J.D. Vance is another huckster peddling phony baloney as conservative red meat. The author of Hillbilly Elegy, Vance is running for U.S. Senate in Ohio. In 2016, he voted for moderate Evan McMullen over Trump in the primary and said that the Orange Ogre “is cultural heroin” and was “leading people to racially ugly attitudes.” Now that he needs Trump’s kiss of credibility, Vance is “taking on an entirely new persona”, alluded Washington Post columnist Paul Waldman.
Tom Nichols wrote a scathing article in The Atlantic, “The Moral Collapse of J.D. Vance”, that neatly summarized his candidacy.
Vance has not only repudiated his earlier views on Trump, but has done so with ruthless cynicism, embracing the former president and his madness while winking at the media with a What can you do? shrug about the stupidity of Ohio’s voters….
….The writer Tim Miller recently noted in The Bulwark that within the space of a week, Vance … “defended a Nazi from being kicked off of twitter … shared a thread defending election fraud conspiracies … fantastically claimed Google was ‘hiding’ his website” and “mocked reporters for saying they were traumatized by the Capitol riot”…. Instead of a candidate who’s willing to speak hard truths to his people, Ohioans now have a native son who has returned to weaponize their resentment and cultural dysfunctions.
If we’re on the topic of conservative political posers, it’s a requirement to mention Rep. Elise Stefanik, R-NY., the third ranking Republican in the U.S. House of Representatives. According to NBC News:
Before 2019, Stefanik bore many markings of a traditional Republican. She worked in George W. Bush's White House and with Mitt Romney's 2012 presidential campaign, and during her first 2014 congressional race, she pitched herself as an independent thinker and voice.
Mother Jones magazine added:
Stefanik sounded practically like a Never Trumper, as she called on Trump to recognize that Russia had attacked the 2016 election to help him, urged him to release his tax returns, and assailed him for his comments about women.
Sadly, Stefanik realized that climbing the career ladder meant loyalty to Trump. She effortlessly ditched her beliefs and triumphed politically by promoting Trump’s Big Lie about the 2020 election being stolen. Stefanik was rewarded for her newfound tribalism when the GOP unceremoniously canceled Liz Cheney, R-WY, and installed her in Cheney’s place as the chair of the Republican Conference.
Then, there is protean Louisiana Sen. John Neely Kennedy, a former Democrat turned Republican and FOX News flamethrower. Louisiana State University professor Robert Mann wrote of Kennedy’s remarkable reinvention in The Washington Post, “We wonder what happened to the reasonable, non-incendiary Kennedy we once knew.”
According to Mann:
In preparing this piece, I found a lengthy interview Kennedy did in October 2004 with the Shreveport Times.

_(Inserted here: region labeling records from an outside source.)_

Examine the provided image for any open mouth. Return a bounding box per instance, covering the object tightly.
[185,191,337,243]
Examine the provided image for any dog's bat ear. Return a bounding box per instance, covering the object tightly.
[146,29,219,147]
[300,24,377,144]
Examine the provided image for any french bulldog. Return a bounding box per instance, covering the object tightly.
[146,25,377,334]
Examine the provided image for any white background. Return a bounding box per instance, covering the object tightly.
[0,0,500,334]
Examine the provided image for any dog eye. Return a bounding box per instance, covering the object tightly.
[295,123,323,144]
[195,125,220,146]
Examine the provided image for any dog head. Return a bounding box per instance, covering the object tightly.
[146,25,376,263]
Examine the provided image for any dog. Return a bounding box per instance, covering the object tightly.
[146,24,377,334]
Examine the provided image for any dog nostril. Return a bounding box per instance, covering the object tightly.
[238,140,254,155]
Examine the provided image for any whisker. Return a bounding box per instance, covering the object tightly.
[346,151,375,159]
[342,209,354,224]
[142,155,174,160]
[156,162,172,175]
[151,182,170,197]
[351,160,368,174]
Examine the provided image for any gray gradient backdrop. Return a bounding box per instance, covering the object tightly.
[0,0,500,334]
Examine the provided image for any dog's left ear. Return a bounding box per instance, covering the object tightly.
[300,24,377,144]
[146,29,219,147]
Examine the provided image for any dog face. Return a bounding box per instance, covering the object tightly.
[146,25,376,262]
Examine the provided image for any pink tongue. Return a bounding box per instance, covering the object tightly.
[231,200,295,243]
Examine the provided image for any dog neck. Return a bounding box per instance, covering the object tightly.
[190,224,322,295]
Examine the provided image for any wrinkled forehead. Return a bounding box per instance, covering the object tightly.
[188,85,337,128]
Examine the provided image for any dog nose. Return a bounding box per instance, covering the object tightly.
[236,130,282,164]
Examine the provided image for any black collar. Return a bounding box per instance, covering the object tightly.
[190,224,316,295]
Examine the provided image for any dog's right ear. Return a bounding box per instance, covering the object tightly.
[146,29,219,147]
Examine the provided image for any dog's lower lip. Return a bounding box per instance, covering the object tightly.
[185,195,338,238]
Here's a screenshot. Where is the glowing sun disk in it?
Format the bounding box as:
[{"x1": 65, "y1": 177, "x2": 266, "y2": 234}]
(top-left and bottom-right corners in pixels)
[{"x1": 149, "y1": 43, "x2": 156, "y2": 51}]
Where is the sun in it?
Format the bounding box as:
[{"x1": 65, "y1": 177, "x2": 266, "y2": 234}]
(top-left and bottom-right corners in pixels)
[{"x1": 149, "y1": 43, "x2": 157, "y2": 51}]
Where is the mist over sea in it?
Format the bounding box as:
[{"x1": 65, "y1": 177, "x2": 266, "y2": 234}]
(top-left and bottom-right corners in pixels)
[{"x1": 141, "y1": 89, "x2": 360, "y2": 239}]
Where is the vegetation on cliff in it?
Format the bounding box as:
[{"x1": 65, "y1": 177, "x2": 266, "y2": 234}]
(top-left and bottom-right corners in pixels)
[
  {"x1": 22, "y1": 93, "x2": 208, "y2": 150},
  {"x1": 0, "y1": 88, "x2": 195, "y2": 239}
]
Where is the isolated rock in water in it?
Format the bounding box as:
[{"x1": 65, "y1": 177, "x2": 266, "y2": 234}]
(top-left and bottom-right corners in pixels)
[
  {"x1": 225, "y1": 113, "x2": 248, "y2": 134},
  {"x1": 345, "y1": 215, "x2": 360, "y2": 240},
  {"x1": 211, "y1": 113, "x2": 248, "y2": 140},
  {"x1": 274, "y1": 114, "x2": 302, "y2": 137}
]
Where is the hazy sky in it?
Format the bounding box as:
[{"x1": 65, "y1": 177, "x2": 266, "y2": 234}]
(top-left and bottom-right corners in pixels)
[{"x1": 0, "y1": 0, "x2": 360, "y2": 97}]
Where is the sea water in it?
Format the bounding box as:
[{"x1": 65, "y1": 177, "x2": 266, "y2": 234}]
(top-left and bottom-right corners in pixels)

In pitching his Democratic Senate candidacy, he was articulate, restrained and progressive.
But what stood out in that 2004 interview was the absence of the homey sayings, abusive zingers and character assassinations that have become Kennedy trademarks. He was nothing like the man you see these days insulting House Speaker Nancy Pelosi (D-Calif.) — “It must suck to be that dumb” — or vilifying then-Interior secretary nominee Deb Haaland as “a neo-socialist, left-of-Lenin whack job.”

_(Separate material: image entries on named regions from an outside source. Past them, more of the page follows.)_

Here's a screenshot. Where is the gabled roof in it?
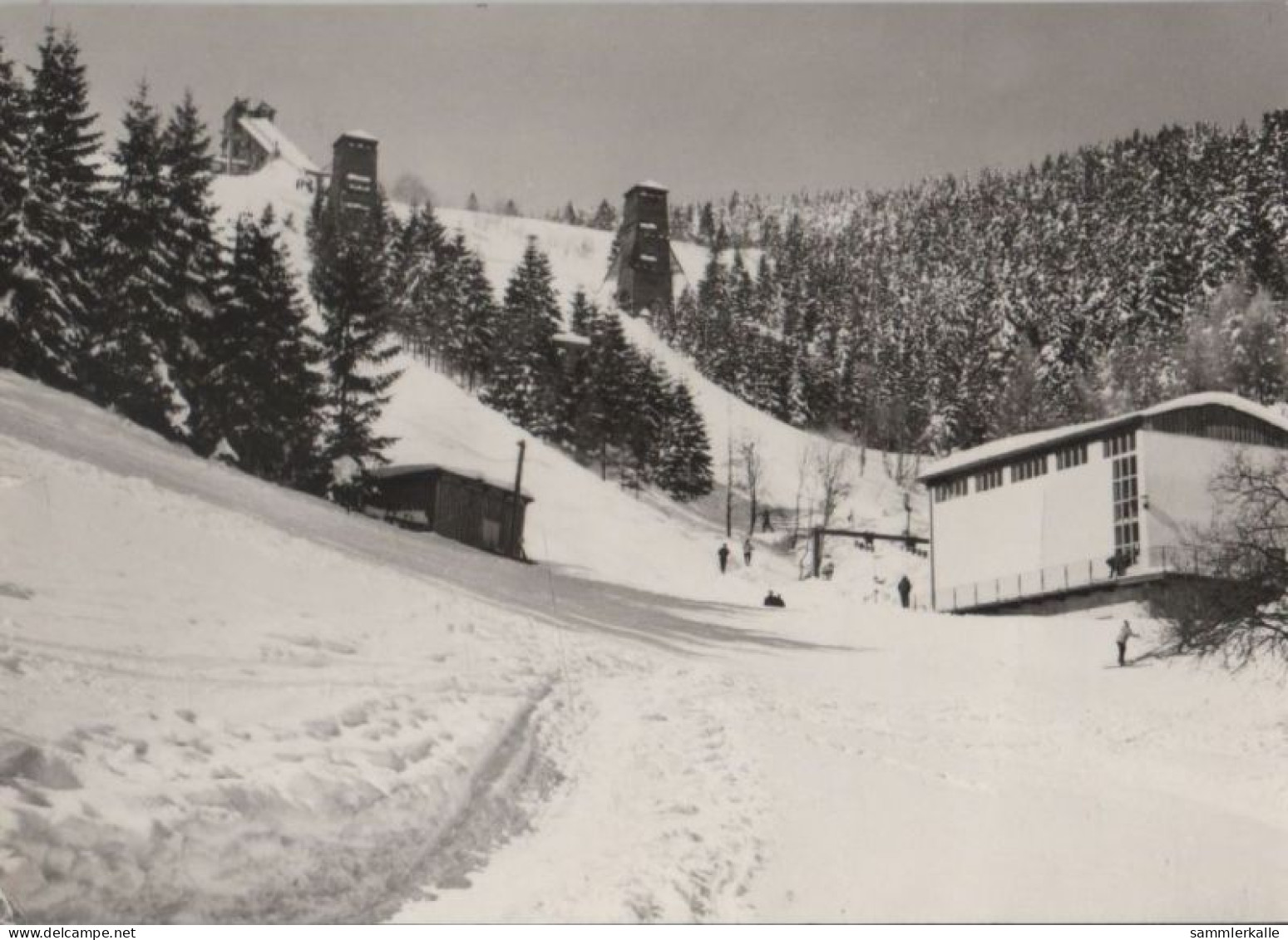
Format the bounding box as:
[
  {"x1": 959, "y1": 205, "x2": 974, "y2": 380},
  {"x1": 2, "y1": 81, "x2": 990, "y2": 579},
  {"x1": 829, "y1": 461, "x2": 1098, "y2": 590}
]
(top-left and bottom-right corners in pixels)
[
  {"x1": 917, "y1": 391, "x2": 1288, "y2": 483},
  {"x1": 370, "y1": 464, "x2": 535, "y2": 502},
  {"x1": 237, "y1": 117, "x2": 318, "y2": 173}
]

Sure, all politicians occasionally change their positions, but not to the point of twisting themselves into resembling soft pretzels doing backflips on yoga mats. The modern GOP is no longer an intellectually sound political platform, but a performative script in search of eager sellouts and sycophants. Anyone willing to read the loony lines or tell provable lies with a straight face can be elevated into positions of enormous power. It’s no longer what you know or who you know, but the cravenness you’re willing to show.